Chart of the day - FRA40 (08.02.2024)

11:18 8 February 2024

Although no significant data was released today from France, due to the significant concentration of the luxury goods and fashion sector (LVMH, Kering, Richemont), the benchmark FRA40 may be sensitive to consumer sentiment in China. It is in Asia that many fashion conglomerates have built their financial bases and are reaping significant benefits (with all the consequences that entails). As a result, the listings of French luxury companies today depend heavily on the situation of Chinese consumers and, in part, manufacturers. Today, after the opening, FRA40 contracts are gaining almost 0.4% and are doing, next to the Dutch index supported by the euphoria of Adyen shareholders, the best in the European market. This is despite declines in China's indices and continued weak macro readings from the Middle Kingdom.

  • China's CPI inflation came in lower than expected in January, raising fears of deflation and an economic downturn. CPI fell -0.8% y/y vs. -0.5% forecast and -0.3% in December (m/m rose 0.3% vs. 0.1% previously). Core CPI inflation rose 0.4% vs. 0.6% in the previous reading; food prices fell 5.9% y/y.
  • Producer prices i.e. PPI fell 2.5% vs. 2.6% forecast and 2.7% previously. In an explanation, however, China's statistics bureau said the readings were negatively affected by the high base effect from last year. Producer prices y/y fell slightly less than expected. 
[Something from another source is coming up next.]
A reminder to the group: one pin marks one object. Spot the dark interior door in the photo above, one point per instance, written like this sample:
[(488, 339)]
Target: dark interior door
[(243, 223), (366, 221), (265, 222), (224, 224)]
Kering (KER.FR) a fashion conglomerate tied primarily to the Gucci brand, which accounts for about two-thirds of its revenue, reported results today. Although the company expects further pressure on operating profit in 2024 and reported mixed results (marginally higher total sales, slightly lower Gucci sales), it conveyed that it is seeing improved demand in Europe and North America. As a result, the stock is already gaining more than 4%. Also, index declines in China were relatively limited, and hedge fund analysts investing in China conveyed that the data was only a minor disappointment, as continued deflationary pressures were widely expected by the market.

FRA40 chart (H1)

With the Hang Seng returning above 16,000 points, we can expect a gradual improvement in sentiment among fashion companies, which have been weighed down by China in recent months. As a result, FRA40 could benefit. In recent days, we can also see an inverted head and shoulders formation forming. In an upward scenario, the main psychological resistance will, of course, be the 8000 point level. On the other hand, the deterioration of sentiment in China may work in the opposite direction and pull the French benchmark even to the area of 7500 points, where we see the 23.6 Fibonacci retracement and previous price reactions.